WE knew all about how new parents talk too much about their children - we'd seen the sitcoms, the New Yorker cartoons. I'd even joked with friends that I might not be able to keep myself from telling them about burps and diapers and his (or her - we didn't know) tiny little perfect little hands and feet. You'll have to warn me, I said, when I get boring. Six weeks later, we came to our senses.
We realized that everyone was just waiting to hear about the cute noises he makes, how he hunches over when you burp him, how he looks like a little frog in his crib. How he can smile now, and how he stretches and scrunches after a nap. And his nicknames - did I mention nicknames? ``Milk Turtle,'' ``Pound Puppy,'' ``Cuddle Bucket,'' ``Sly Squirrel.'' There are more. So why do you suppose our carpenter - someone we considered our friend - nodded and backed away with a semifrozen smile when we explained to him how the doctor, too, saw right away what an exceptional child he was, how we think he has gray-blue eyes for keeps, now, how soft the soles of his feet are, and ...
In saner moments I realize I've gone right over the edge with this child: I stare at him so hard I can hardly tell what he looks like - I can only concentrate on one part of his face at a time. And he beams back up at me, hardly blinking, drinking in. I see expectant couples now and say, in my green wisdom, ``Oh, they may think they know what they're in for ...''
I thought I knew. I thought I knew. But a door opened, a door closed, and I must be on a different planet.
His eyes were open, I think - I know he looked at me - and he was crying so hard his chin was shaking. (We made a point of asking the doctor, later: ``Did you slap our precious child? Is that why he was crying?'' He said no, no, no, he hadn't done anything, it's probably the change in air pressure or the change in temperature, or just the child saying - and here he looked up, spread his arms wide, and waved his head back and forth - ``Is this what I was promised!'' He was a little wild from having been up all night delivering babies, I think.)
So our child is crying, and I'm crying, and my wife is crying, and the doctor says jollily, ``Well, that's a good sign - a good, healthy cry gets the lungs filled up.'' Sometime later, while we're still marveling at this amazing thing and are hardly noticing, the doctor says a little less jovially, ``Well, that's about enough crying for now....'' He kept on a while after that. We didn't mind.
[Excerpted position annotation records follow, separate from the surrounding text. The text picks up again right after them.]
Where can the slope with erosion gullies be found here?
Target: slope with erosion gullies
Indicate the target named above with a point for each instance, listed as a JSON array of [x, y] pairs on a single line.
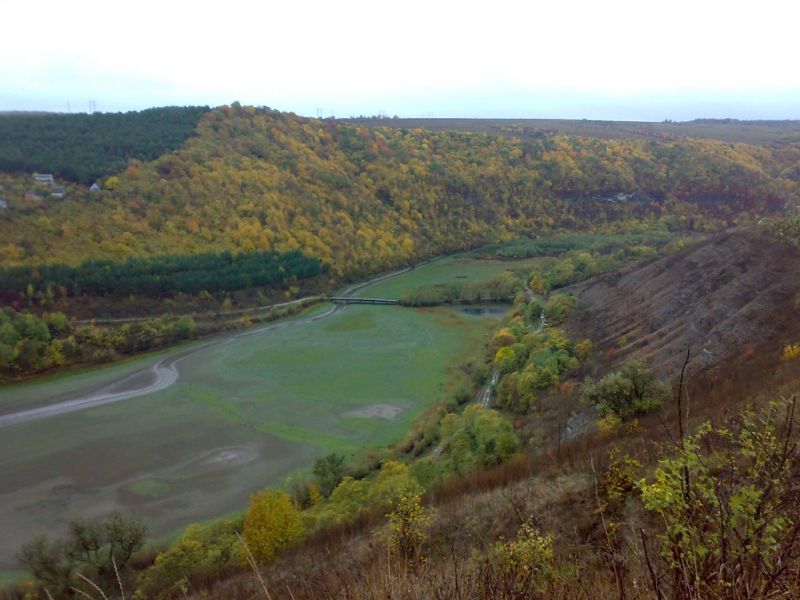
[[371, 199], [733, 297]]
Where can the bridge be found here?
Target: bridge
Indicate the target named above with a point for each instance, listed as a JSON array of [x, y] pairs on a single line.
[[349, 300]]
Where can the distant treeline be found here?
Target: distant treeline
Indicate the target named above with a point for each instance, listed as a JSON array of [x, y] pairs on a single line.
[[163, 275], [561, 244], [84, 147], [501, 288]]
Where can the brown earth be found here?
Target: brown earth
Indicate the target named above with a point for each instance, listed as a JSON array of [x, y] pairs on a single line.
[[732, 297]]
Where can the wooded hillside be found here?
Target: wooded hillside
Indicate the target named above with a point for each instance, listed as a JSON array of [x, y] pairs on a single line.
[[370, 199]]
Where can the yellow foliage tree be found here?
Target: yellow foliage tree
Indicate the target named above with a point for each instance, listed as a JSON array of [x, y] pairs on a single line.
[[272, 523]]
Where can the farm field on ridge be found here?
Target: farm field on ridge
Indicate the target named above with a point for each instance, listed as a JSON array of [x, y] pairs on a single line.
[[242, 415]]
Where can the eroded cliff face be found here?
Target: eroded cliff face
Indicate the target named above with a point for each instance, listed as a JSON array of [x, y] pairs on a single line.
[[734, 296]]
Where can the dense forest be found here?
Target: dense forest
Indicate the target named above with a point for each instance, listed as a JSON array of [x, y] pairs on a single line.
[[365, 199], [160, 276], [86, 147]]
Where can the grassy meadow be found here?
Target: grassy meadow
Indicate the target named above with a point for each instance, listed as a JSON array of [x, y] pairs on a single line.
[[246, 412]]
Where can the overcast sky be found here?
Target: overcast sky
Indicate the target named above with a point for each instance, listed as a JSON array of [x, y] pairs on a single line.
[[611, 59]]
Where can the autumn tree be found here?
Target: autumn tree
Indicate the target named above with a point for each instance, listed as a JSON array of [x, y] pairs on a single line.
[[272, 523]]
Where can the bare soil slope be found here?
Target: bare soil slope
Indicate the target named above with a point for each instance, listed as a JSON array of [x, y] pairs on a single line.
[[733, 296]]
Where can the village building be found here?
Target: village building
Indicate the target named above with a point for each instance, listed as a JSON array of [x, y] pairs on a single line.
[[43, 178]]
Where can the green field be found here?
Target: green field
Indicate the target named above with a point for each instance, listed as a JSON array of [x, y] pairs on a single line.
[[244, 413], [451, 269]]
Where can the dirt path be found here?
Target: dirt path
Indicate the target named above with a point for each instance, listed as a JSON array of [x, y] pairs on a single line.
[[164, 373]]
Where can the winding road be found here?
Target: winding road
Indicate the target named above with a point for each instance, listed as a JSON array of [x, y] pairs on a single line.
[[164, 372]]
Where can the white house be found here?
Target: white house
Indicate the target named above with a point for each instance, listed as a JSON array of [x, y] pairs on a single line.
[[45, 178]]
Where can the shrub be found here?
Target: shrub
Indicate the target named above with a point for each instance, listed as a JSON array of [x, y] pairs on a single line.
[[272, 523], [408, 522], [629, 391], [727, 509], [518, 568], [559, 307]]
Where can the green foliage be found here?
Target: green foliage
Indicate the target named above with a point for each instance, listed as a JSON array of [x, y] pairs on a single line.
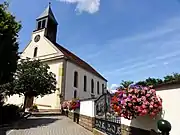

Seven weeks later, I have begun apologizing to friends. I'm training myself, in conversations, to start with the most amazing recent events - his smiles, perhaps, or his turning over by himself. I blurt them out, then check for a response: If their eyes don't light up, just a little, I pry myself onto another topic. But if there's the slightest raised eyebrow, the encouraging ``He did?'' I let them have it. They must be from my new planet, too.